In this study, I used community samples made statewide in two time periods,
1938-1941 (the 1940s) and 1986-2001 (the 1990s). From these data, I calculated the
change in distribution over time for each species. I then asked two questions: Where in
the state has change occurred most intensively? What types of species (e.g., minnow
species, Ozark species) have changed? This information can help generate hypotheses on
what has caused the change. It can also provide surrogate data for rare species. It is
difficult to obtain good data on rare species precisely because they are rare.
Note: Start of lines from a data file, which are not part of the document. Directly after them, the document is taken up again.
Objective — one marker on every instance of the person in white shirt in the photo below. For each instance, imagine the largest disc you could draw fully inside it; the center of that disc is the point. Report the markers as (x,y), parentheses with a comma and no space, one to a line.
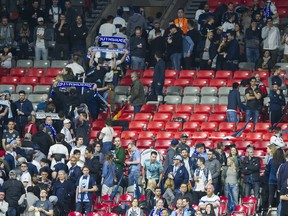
(276,139)
(271,39)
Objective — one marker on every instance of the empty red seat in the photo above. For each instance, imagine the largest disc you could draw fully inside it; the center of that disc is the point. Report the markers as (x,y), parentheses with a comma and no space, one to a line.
(209,126)
(220,109)
(242,74)
(223,74)
(171,74)
(188,74)
(191,126)
(20,72)
(155,126)
(202,108)
(137,125)
(29,81)
(143,117)
(46,80)
(166,108)
(182,82)
(200,83)
(217,117)
(217,83)
(197,117)
(173,126)
(162,116)
(185,108)
(53,72)
(184,116)
(10,80)
(205,74)
(227,126)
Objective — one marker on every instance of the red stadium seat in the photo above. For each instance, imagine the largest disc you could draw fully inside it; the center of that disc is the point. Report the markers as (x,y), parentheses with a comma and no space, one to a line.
(209,126)
(10,80)
(184,116)
(217,117)
(188,74)
(29,81)
(20,72)
(129,134)
(143,117)
(146,134)
(148,73)
(166,108)
(36,72)
(171,74)
(200,83)
(164,135)
(53,72)
(182,82)
(155,126)
(137,125)
(262,126)
(164,143)
(185,108)
(227,126)
(46,80)
(217,83)
(205,74)
(197,117)
(201,108)
(191,126)
(162,116)
(242,74)
(220,109)
(223,74)
(173,126)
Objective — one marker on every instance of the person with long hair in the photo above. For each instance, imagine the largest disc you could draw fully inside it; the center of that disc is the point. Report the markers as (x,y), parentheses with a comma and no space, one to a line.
(108,175)
(271,170)
(134,210)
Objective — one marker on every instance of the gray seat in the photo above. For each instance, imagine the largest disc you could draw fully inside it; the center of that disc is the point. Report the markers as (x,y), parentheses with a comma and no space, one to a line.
(122,90)
(120,98)
(247,66)
(191,90)
(58,63)
(27,88)
(208,91)
(35,98)
(174,90)
(224,91)
(172,99)
(190,100)
(3,87)
(41,89)
(24,63)
(41,64)
(209,100)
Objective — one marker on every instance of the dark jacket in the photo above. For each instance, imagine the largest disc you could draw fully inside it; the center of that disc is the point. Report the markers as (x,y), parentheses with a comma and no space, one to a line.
(251,167)
(13,190)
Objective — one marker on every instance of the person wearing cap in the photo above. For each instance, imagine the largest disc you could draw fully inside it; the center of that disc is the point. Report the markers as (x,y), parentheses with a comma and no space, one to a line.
(177,172)
(41,37)
(13,190)
(171,152)
(182,144)
(277,102)
(24,108)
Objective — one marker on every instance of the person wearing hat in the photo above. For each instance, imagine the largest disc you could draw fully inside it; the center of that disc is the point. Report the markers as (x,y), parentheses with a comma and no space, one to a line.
(177,172)
(171,152)
(182,144)
(277,102)
(13,190)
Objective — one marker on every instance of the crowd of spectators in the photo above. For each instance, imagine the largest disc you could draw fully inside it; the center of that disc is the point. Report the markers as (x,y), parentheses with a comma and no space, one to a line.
(53,157)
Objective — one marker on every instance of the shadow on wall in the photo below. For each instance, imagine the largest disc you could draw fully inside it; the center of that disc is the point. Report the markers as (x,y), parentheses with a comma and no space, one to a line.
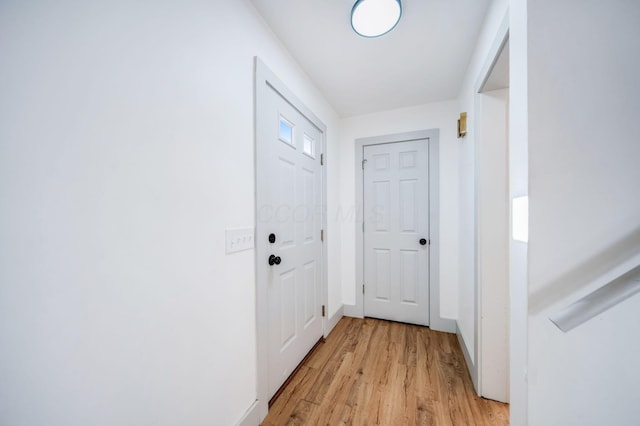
(592,269)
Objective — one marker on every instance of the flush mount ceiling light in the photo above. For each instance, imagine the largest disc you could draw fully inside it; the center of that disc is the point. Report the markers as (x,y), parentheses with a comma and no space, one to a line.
(373,18)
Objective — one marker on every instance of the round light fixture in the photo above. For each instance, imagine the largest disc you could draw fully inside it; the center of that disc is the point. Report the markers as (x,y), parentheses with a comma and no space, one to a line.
(373,18)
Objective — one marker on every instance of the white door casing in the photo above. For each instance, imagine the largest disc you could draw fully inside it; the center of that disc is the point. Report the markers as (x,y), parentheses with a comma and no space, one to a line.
(396,231)
(289,204)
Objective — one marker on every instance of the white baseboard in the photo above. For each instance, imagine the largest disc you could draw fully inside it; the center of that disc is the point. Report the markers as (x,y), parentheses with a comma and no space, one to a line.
(473,369)
(443,324)
(251,416)
(335,318)
(352,311)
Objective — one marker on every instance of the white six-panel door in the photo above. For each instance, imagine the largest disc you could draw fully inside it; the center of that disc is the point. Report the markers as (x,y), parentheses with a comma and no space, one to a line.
(291,211)
(396,226)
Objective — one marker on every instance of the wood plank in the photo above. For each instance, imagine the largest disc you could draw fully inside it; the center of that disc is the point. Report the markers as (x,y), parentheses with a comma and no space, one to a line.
(374,372)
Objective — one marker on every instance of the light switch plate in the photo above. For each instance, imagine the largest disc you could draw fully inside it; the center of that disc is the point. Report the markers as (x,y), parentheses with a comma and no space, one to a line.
(239,239)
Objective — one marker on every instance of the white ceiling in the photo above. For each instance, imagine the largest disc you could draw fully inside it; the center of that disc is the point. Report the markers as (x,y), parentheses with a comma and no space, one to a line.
(499,75)
(422,60)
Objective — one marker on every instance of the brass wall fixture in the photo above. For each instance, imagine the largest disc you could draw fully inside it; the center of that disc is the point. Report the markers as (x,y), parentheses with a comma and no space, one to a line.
(462,125)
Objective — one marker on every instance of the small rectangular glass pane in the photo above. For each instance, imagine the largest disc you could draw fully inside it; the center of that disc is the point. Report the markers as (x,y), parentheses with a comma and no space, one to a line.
(286,131)
(309,147)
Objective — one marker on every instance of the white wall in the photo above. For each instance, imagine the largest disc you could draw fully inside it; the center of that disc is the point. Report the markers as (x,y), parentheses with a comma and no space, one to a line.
(126,149)
(466,192)
(493,243)
(583,101)
(518,187)
(441,115)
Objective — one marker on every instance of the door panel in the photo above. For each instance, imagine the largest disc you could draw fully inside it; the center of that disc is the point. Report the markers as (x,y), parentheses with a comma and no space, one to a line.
(291,209)
(396,202)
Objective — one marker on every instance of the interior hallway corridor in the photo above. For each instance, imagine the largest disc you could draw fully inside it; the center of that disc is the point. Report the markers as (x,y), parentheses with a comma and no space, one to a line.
(374,372)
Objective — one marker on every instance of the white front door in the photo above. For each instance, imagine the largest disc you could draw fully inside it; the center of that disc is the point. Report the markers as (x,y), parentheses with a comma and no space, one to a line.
(289,221)
(396,231)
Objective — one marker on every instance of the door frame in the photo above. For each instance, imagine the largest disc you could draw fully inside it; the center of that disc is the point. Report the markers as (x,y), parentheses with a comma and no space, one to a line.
(474,363)
(265,77)
(433,138)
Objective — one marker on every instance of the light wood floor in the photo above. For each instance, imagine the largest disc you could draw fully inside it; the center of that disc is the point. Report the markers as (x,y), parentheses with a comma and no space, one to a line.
(373,372)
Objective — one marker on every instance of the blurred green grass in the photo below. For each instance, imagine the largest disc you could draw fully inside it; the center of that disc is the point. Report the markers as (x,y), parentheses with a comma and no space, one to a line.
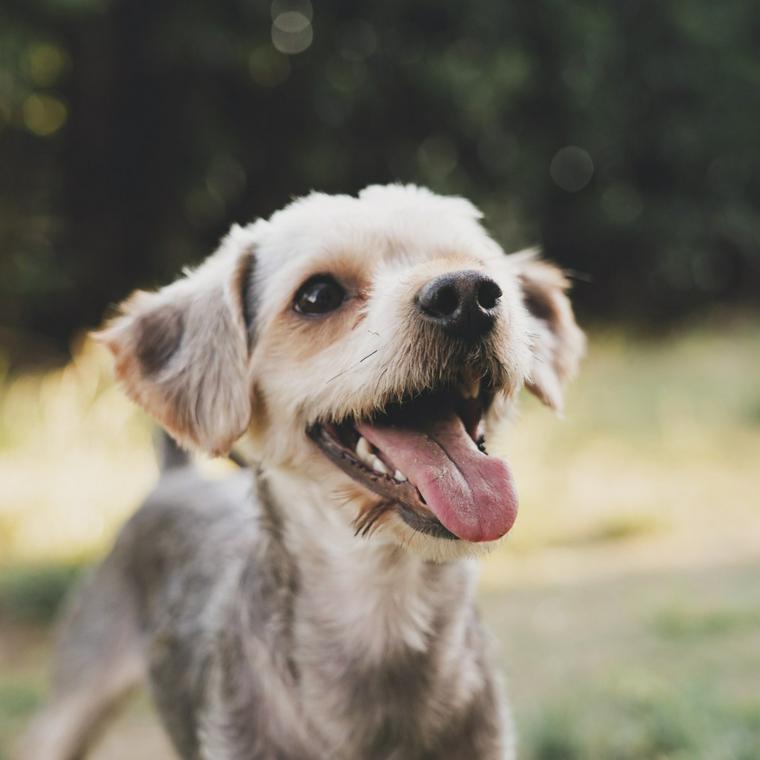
(626,602)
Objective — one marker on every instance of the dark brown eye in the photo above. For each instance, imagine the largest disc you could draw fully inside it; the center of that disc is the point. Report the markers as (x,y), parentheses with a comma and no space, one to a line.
(319,295)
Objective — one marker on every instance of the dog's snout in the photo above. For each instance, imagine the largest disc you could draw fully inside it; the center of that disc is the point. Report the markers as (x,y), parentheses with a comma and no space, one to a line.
(463,303)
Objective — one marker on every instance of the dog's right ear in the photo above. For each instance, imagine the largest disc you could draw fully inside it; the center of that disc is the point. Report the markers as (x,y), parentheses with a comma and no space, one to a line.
(182,352)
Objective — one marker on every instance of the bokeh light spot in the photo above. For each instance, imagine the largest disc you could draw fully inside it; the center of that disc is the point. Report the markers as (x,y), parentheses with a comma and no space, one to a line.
(302,7)
(44,115)
(571,168)
(292,42)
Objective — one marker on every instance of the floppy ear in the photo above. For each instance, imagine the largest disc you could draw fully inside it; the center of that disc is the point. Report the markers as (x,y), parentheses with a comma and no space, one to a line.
(558,342)
(183,352)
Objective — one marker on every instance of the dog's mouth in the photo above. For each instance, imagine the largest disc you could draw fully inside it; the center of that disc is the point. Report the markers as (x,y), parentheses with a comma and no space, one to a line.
(425,457)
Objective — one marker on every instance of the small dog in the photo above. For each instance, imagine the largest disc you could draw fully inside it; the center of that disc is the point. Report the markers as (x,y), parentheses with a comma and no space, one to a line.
(321,606)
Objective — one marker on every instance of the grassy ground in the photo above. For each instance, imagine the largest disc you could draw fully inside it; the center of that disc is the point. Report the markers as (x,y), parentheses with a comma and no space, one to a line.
(626,603)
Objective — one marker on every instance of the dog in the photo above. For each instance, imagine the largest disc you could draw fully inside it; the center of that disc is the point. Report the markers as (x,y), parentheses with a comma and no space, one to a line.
(320,603)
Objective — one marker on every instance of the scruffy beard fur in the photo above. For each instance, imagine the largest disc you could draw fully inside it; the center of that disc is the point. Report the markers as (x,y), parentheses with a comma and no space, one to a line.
(319,617)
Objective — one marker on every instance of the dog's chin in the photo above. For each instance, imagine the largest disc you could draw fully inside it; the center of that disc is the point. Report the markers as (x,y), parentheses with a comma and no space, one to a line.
(427,546)
(423,465)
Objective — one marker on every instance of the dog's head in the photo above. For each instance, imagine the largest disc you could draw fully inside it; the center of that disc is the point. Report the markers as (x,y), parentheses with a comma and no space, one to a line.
(367,344)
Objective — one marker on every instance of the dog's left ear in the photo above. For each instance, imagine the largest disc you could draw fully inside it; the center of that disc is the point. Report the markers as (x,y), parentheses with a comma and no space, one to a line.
(557,342)
(182,352)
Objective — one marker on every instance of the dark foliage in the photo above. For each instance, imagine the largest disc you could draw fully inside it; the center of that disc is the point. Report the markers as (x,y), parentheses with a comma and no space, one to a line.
(621,136)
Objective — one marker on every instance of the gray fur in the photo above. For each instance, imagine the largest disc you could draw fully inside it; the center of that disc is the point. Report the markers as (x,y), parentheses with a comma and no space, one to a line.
(202,584)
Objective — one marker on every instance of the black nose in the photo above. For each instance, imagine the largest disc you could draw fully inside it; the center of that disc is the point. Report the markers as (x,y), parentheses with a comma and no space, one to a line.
(464,303)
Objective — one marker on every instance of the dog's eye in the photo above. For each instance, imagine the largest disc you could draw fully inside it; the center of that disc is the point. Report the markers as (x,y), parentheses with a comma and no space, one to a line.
(319,295)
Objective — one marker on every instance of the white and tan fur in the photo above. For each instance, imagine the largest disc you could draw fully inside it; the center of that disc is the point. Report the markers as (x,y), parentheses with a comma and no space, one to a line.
(310,639)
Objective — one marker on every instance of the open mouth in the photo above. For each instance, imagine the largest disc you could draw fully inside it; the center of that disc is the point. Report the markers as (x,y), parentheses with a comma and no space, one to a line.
(425,457)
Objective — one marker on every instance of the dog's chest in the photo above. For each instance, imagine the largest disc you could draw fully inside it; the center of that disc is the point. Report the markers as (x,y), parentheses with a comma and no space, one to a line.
(382,657)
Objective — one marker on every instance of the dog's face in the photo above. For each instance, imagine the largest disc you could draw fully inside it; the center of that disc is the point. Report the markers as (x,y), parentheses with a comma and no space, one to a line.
(367,344)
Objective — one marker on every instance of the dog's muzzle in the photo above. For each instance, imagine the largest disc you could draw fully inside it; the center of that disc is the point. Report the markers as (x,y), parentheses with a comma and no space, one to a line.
(464,304)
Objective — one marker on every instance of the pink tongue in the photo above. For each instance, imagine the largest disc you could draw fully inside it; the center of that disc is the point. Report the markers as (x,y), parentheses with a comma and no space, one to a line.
(471,493)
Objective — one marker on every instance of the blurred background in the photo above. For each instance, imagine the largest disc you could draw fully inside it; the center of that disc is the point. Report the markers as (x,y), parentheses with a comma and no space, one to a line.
(622,137)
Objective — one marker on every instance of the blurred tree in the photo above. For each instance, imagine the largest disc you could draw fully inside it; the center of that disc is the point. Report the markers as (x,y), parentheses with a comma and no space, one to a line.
(620,136)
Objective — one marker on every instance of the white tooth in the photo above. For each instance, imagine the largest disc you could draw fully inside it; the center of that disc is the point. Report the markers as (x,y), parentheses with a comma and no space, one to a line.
(363,451)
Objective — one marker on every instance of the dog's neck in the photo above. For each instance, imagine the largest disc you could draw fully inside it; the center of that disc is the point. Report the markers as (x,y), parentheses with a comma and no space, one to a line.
(372,598)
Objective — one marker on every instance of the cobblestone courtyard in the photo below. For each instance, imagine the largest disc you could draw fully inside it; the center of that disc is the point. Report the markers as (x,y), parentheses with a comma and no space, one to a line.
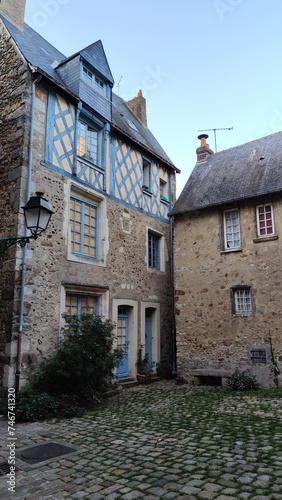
(159,441)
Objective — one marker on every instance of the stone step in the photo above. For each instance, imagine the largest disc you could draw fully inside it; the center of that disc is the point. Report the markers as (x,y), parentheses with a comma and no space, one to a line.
(127,382)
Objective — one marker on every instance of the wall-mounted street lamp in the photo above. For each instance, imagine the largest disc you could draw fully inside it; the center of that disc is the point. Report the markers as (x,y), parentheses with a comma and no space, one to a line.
(37,214)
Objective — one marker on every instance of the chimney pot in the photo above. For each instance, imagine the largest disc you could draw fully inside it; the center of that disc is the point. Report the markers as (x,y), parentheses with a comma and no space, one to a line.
(137,106)
(204,151)
(203,138)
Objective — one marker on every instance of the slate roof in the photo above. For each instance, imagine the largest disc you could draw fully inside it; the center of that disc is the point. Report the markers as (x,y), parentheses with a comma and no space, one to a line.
(45,58)
(36,50)
(248,171)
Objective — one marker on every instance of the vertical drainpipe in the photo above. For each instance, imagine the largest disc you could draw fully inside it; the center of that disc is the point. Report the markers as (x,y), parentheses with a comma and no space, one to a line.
(173,333)
(19,350)
(105,134)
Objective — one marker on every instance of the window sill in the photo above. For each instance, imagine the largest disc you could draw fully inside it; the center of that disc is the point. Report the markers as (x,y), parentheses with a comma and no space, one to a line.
(89,162)
(265,238)
(147,191)
(165,201)
(84,259)
(242,315)
(231,250)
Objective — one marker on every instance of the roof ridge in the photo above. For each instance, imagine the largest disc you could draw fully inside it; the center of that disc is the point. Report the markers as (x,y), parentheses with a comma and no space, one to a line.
(246,143)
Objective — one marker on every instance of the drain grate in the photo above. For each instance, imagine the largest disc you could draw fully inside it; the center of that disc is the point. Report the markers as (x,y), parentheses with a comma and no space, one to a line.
(45,451)
(5,468)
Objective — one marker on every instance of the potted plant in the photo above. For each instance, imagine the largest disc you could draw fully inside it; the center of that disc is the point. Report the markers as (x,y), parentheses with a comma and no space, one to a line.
(144,368)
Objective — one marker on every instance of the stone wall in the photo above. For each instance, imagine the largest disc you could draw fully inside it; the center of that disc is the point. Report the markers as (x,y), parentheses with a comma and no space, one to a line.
(15,85)
(209,336)
(123,274)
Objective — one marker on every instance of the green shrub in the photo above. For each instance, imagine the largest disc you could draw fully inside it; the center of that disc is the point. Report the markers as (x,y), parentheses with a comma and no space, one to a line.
(83,364)
(242,381)
(164,369)
(32,406)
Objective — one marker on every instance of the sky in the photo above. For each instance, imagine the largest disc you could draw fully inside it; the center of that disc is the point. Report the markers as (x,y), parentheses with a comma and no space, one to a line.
(201,64)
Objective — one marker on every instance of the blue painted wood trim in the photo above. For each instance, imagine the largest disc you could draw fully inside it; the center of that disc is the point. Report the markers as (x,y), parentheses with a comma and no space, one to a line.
(50,126)
(110,196)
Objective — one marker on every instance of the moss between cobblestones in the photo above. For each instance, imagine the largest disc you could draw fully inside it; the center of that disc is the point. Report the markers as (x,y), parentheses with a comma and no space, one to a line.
(178,442)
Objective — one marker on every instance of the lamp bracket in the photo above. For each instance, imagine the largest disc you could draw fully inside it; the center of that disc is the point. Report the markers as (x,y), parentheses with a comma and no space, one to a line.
(9,242)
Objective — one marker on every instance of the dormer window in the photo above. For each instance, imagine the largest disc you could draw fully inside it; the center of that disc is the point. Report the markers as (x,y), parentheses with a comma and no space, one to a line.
(99,85)
(94,81)
(87,76)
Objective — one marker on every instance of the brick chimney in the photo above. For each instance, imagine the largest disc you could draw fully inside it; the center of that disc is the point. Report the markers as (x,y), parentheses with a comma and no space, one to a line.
(14,11)
(204,151)
(137,106)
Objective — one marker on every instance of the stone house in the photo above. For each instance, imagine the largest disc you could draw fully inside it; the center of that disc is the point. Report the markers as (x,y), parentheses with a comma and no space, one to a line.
(227,258)
(111,187)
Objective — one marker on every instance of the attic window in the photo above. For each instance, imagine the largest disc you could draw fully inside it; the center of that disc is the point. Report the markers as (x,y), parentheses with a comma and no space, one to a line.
(131,124)
(93,80)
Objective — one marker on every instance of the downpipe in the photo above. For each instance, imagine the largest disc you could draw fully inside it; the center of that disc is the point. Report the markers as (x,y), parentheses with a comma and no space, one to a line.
(20,332)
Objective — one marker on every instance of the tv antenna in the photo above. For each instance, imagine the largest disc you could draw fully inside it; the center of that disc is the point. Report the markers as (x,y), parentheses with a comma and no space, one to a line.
(118,84)
(214,131)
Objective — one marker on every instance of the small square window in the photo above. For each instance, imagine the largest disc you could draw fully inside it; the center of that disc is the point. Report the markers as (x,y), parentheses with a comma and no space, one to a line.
(242,301)
(232,236)
(87,142)
(84,227)
(163,190)
(265,222)
(153,251)
(258,356)
(87,76)
(78,304)
(146,175)
(99,85)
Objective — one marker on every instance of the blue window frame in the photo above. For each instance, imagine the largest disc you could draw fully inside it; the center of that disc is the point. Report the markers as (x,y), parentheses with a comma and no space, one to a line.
(84,227)
(88,142)
(146,175)
(78,304)
(153,251)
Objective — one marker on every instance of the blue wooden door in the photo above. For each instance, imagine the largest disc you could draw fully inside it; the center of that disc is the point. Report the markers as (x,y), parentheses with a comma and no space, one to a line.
(122,339)
(148,334)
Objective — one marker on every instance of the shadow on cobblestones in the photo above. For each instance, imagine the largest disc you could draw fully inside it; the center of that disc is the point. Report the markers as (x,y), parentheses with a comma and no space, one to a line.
(161,441)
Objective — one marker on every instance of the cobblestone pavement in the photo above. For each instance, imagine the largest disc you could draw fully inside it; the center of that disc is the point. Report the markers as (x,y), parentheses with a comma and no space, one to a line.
(158,441)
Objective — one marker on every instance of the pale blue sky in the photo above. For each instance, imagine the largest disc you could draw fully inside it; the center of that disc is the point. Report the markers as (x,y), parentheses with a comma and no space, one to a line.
(201,64)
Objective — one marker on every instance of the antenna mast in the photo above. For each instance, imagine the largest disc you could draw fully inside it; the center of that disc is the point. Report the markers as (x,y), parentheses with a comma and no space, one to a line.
(214,131)
(118,84)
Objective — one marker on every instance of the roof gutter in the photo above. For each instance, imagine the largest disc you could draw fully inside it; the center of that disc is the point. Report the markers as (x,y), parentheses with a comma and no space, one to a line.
(227,202)
(36,69)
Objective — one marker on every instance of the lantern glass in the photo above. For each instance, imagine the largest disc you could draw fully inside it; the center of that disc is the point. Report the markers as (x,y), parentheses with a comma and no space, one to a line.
(37,214)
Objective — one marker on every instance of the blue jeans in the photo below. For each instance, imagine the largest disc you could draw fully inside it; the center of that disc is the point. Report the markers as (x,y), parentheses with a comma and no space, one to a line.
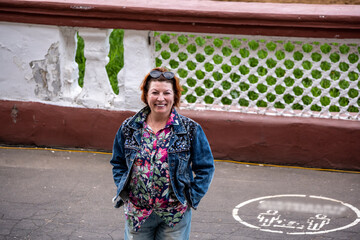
(155,229)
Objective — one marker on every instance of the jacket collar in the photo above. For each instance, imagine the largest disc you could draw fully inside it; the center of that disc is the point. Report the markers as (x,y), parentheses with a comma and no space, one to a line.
(136,123)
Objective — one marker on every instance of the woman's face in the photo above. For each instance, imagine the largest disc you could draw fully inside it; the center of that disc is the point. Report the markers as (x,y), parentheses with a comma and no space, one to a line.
(160,97)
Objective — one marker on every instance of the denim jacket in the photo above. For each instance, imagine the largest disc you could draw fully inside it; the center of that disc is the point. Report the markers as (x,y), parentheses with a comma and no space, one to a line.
(191,164)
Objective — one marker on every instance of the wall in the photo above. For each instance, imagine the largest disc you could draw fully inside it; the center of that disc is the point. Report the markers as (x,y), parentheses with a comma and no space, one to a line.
(42,104)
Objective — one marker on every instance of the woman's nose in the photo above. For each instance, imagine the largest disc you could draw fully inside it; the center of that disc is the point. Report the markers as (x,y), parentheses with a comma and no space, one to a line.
(161,96)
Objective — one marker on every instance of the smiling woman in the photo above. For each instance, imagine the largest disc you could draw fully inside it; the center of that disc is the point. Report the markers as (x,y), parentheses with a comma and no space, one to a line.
(156,155)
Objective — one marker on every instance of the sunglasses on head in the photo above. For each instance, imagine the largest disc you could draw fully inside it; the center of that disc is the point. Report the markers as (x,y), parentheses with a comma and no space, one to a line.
(156,74)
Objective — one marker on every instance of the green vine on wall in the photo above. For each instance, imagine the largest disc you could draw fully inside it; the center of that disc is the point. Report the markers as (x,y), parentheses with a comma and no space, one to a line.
(80,59)
(116,58)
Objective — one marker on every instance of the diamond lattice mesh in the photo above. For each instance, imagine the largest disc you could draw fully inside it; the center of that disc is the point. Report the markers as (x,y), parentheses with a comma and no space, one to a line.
(266,75)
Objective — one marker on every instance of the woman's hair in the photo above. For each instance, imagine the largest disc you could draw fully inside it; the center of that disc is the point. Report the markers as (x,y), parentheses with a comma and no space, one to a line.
(144,87)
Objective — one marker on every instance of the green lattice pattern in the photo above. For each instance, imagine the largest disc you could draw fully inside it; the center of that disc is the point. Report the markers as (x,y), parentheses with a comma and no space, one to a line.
(297,76)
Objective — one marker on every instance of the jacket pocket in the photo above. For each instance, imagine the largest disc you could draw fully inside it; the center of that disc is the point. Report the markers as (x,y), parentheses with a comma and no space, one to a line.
(183,161)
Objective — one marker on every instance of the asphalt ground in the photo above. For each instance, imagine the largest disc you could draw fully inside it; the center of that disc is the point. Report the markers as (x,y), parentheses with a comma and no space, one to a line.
(66,194)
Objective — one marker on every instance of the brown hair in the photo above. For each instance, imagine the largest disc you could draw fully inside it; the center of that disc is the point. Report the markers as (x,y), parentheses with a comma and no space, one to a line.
(144,87)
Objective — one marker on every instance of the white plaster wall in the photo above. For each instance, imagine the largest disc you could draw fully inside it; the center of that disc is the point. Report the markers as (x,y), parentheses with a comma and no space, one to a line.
(19,45)
(51,51)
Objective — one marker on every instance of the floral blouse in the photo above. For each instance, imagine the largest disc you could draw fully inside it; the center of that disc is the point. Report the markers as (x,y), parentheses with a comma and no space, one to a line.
(150,188)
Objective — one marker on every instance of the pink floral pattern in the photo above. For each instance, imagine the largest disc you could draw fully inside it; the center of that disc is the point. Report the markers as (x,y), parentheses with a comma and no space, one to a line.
(150,188)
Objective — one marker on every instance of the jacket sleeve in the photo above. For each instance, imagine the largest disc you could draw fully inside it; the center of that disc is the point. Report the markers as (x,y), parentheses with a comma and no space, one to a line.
(118,160)
(202,166)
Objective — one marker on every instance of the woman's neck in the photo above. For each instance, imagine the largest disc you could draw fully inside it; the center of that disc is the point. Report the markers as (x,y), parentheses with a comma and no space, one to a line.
(157,121)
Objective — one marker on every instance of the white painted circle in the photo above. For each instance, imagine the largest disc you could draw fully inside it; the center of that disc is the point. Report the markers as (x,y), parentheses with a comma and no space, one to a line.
(300,229)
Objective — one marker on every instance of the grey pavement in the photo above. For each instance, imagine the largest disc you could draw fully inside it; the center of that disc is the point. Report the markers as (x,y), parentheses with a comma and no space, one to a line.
(48,194)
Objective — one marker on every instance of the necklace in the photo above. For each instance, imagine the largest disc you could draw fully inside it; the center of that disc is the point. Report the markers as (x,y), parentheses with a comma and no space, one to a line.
(156,125)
However, if a
15
rare species happens to be a minnow species, for example, and if most common minnow
species have declined, then one can conclude that the rare species is likely to have
declined as well.
Community samples can also provide estimates of each species’ probability of
extinction, which is the basic measure for species conservation. The International Union
for the Conservation of Nature (IUCN) has developed criteria to estimate the probability
of extinction for a species (Mace and Lande 1991; Mace 1994; www.iucn.org/themes/ssc/
redlists/ssc-rl-c.htm). Six basic measures are used to estimate probability of extinction:
abundance, rate of reduction in abundance over time, fluctuation in abundance over time,
area of occurrence, number of subpopulations, and fragmentation of subpopulations.
These basic measures are often costly to obtain. They are usually only estimated for
species listed under the U.S. Endangered Species Act or for economically valuable
species, but they are correlated with other measures that can be derived from inexpensive
community samples. Abundance is correlated with proportion of sites occupied (Gaston
1996; Hanski and Gyllenberg 1997; Johnson 1998). The same correlation can be used for
the rate of reduction in abundance over time and fluctuation in abundance over time. For
area of occurrence, IUCN recommends using the area of a convex polygon around known
occurrences. From community samples, we know the stream reaches where a species is
found. From this, the length of stream can be calculated. Because streams are almost
linear features, this should be highly correlated with the area of the stream. For number of
subpopulations, the number of reaches in which a species occurs can be used. A reach
can be defined as a length of stream bounded by changes in stream order. By this
definition, each reach is a well-defined landscape unit that is internally homogenous
16
compared to other reaches, and each reach will be connected to other reaches at (usually)
no more than two points. The distribution of the federally listed tan riffleshell mussel
(Epioblasma florentina walkeri) provides a vivid example of the importance of this
definition of reach (Shaffer and Stein 2000). In 1998, the only two populations of this
species in the world existed in the Clinch River, Virginia, and Indian Creek, a small
tributary to the Clinch River. A toxic spill completely killed off the population in the
Clinch River, leaving only the one population in Indian Creek. Although the toxic spill
flowed past the mouth of Indian Creek, it did not affect the mussels upstream of the
mouth in Indian Creek. Lastly, isolation of subpopulations can be estimated by looking
for reaches in which a species occurs separated by reaches in which the species does not
occur (e.g., Echelle et al. 1975).
The IUCN criteria are structured as thresholds. If a species meets certain criteria,
it is listed as critically endangered, endangered, or threatened. The criteria are based on
the six measures of probability of extinction. A threshold can either be an individual
measure (e.g., “Population estimated to number less than 50 mature individuals”) or it
can be a combination of measures (e.g., “Population estimated to number less than 250
mature individuals and an estimated continuing decline of at least 25% within 3 years”).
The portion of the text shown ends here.